Antitrust, multa da quasi un miliardo a sei compagnie petrolifere. Eni: “Incomprensibile”

Si sarebbero accordate sul valore di una componente del prezzo del carburante, restringendo di fatto la concorrenza nel settore del petrolio. È questa la conclusione a cui è giunto l’Antitrust dopo aver chiuso un’istruttoria nei confronti delle più importanti compagnie operanti in Italia. La decisione è pesante, una sanzione complessiva prossima al miliardo di euro divisa tra Eni, Esso, Ip, Q8, Saras e Tamoil. La seconda più alta mai comminata dall’Autorità.

Multa da quasi un miliardo
Per la precisione si tratta di oltre 936 milioni complessivi, di cui 336.214.660 euro chiesti a Eni, 129.363.561 euro a Esso, 163.669.804 euro a Ip, 172.592.363 euro a Q8, 43.788.944 euro a Saras e 91.029.755 euro a Tamoil.

L’istruttoria, avviata grazie a un whistleblower, ha accertato che le compagnie si sono coordinate per determinare il valore della componente bio inserita nel prezzo del carburante, ovvero quella introdotta per ottemperare agli obblighi previsti dalla normativa in vigore.

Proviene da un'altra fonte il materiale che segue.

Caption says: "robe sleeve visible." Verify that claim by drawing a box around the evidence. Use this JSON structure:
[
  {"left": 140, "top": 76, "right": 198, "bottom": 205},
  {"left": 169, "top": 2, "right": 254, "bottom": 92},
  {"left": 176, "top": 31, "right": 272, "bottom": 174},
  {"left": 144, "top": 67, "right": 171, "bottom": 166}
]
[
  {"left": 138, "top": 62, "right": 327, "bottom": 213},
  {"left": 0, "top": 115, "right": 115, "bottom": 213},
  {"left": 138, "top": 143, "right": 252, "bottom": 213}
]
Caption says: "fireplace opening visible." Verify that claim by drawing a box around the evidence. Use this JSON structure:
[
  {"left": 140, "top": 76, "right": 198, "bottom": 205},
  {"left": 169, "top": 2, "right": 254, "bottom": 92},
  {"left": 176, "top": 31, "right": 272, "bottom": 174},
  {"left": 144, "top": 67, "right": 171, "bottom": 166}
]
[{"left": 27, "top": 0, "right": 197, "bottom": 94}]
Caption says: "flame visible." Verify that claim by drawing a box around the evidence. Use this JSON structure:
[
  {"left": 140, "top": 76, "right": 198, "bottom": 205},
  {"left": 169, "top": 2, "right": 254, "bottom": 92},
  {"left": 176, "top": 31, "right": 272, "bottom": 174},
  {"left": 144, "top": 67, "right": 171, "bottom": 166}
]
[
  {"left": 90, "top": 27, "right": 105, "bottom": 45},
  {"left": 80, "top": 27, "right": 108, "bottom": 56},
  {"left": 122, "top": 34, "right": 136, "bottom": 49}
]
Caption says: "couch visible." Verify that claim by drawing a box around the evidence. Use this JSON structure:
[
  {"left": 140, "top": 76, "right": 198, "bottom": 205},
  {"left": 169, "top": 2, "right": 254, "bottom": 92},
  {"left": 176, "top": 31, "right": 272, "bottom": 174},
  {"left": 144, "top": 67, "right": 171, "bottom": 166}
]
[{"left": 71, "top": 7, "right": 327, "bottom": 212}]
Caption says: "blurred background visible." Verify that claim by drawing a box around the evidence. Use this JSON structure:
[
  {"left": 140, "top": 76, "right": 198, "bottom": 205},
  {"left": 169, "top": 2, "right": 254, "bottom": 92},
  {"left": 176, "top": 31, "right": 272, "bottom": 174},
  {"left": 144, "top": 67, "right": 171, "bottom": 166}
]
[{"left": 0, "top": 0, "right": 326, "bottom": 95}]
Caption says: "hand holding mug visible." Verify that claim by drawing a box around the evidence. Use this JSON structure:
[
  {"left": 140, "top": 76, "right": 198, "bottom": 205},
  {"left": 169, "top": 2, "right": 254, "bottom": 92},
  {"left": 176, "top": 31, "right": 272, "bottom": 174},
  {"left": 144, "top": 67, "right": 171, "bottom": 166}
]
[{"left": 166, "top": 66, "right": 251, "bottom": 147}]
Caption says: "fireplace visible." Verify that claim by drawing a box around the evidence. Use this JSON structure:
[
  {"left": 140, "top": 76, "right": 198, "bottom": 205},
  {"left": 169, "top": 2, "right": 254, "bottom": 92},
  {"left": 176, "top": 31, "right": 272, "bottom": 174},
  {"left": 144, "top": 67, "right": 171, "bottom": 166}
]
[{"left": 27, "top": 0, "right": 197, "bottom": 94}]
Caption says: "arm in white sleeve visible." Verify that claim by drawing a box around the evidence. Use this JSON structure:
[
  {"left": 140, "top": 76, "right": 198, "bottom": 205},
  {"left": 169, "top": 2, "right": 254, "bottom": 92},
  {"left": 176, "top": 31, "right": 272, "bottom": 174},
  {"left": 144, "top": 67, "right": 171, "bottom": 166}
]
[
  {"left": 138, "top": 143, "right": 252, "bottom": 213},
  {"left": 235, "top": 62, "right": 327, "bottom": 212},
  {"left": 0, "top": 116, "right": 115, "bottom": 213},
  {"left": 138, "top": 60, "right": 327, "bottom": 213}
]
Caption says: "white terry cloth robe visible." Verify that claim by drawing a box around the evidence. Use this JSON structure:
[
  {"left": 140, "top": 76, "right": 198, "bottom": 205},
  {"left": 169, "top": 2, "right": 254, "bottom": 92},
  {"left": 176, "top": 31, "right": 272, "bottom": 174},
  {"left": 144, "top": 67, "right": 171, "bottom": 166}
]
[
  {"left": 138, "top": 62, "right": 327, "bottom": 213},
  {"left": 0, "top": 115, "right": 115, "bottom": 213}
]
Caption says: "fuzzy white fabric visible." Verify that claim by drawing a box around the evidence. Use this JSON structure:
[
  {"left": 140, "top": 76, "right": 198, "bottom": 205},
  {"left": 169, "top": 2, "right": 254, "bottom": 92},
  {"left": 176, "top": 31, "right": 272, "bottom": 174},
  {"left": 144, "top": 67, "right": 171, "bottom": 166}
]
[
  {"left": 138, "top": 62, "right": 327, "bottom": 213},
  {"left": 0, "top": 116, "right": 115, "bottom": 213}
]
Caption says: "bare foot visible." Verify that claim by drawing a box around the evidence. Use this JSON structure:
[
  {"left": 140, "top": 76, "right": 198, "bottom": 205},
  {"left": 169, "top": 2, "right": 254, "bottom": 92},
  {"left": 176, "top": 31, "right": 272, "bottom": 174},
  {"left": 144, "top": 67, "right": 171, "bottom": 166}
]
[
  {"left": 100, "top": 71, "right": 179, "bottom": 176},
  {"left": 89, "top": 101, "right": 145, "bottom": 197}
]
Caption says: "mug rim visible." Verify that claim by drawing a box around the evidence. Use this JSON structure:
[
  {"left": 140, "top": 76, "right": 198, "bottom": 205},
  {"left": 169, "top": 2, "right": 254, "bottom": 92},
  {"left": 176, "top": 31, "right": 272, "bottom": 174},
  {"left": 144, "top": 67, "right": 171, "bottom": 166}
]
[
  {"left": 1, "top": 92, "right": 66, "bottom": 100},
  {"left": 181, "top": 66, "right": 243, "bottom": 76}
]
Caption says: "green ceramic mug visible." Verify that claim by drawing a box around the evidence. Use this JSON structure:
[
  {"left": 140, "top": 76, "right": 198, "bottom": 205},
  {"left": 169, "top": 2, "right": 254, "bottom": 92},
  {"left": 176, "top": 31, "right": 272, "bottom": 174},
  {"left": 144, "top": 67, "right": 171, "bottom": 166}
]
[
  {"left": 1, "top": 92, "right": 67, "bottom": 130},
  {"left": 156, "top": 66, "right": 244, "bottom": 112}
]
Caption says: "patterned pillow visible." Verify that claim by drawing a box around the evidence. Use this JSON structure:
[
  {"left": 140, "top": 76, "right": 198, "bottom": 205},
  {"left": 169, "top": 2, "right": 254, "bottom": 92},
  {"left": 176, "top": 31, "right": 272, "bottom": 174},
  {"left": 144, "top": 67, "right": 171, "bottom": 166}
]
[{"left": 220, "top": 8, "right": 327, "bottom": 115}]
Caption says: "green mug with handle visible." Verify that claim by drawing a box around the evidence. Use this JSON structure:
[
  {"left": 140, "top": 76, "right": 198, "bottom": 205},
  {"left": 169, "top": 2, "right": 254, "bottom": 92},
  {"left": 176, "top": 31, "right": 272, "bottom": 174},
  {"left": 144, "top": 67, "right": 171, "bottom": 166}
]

Dal 2019 al 2023, il valore di questa importante componente del prezzo è passato da circa 20 euro/mc a circa 60 euro/mc.

Aumenti coordinati
Il cartello avrebbe avuto inizio il primo gennaio 2020 e si sarebbe protratto fino al 30 giugno 2023. Secondo l’Antitrust le compagnie hanno attuato contestuali aumenti di prezzo, in gran parte coincidenti, determinati da scambi di informazioni diretti o indiretti tra le imprese interessate.
Il cartello – conclude la nota – è stato facilitato dalla comunicazione del valore puntuale della componente bio in numerosi articoli pubblicati su Staffetta Quotidiana, testata di settore, grazie anche alle informazioni inviate direttamente da Eni al giornale.
Sorpresa e ricorsi tra le multate
Immediata la reazione delle big oil coinvolte. Q8 si definisce “sorpresa per l’esito della procedura, certa che il proprio operato si sia sempre attenuto al pieno rispetto della normativa vigente” e annuncia un possibile ricorso al Tar.
Per Eni la decisione è “incomprensibile e infondata” e “basata su un totale travisamento dei fatti e del mercato”. Il colosso guidato da Claudio Descalzi esprime “fermo dissenso” e preannuncia che “tutelerà le proprie ragioni in sede giurisdizionale” contestando anche la “sanzione abnorme” e il danno reputazionale: “Un simile approccio, purtroppo non nuovo da parte dell’Autorità rischia di penalizzare ulteriormente gli investimenti industriali italiani nella transizione energetica”.
Indignazione tra associazioni e sindacati
L’indignazione dilaga anche tra i sindacati e le associazioni dei consumatori. “Una vergogna! Nonostante le continue iniziative di greenwashing e le pubblicità piene di natura e bei colori, ancora una volta emerge il vero volto delle compagnie petrolifere, Eni in testa”, irrompe Massimiliano Dona, presidente dell’Unione Nazionale Consumatori.
Il Codacons la definisce “una violazione gravissima che ha prodotto danni economici enormi ai consumatori” e crede che la decisione dell’autorità apra la strada a un risarcimento per tutti i consumatori danneggiati. A questo scopo, valuta di intentare una vera e propria class action contro le società coinvolte.
Assoutenti si spinge oltre, sostenendo “indispensabile affiancare alla sanzione pecuniaria un modello di moral suasion vincolante, che imponga alle aziende sanzionate obblighi sociali e di riparazione a favore dei consumatori e del mercato”.
L’associazione si rivolge all’Antitrust e al Governo per chiedere di attivare un protocollo di impegni che includa ristori in favore dei consumatori danneggiati dagli illeciti, un monitoraggio indipendente e costante dei listini alla pompa attraverso Mister Prezzi, maggiore trasparenza attraverso la pubblicazione periodica di indicatori chiave su formazione dei prezzi e nel caso specifico della componente bio.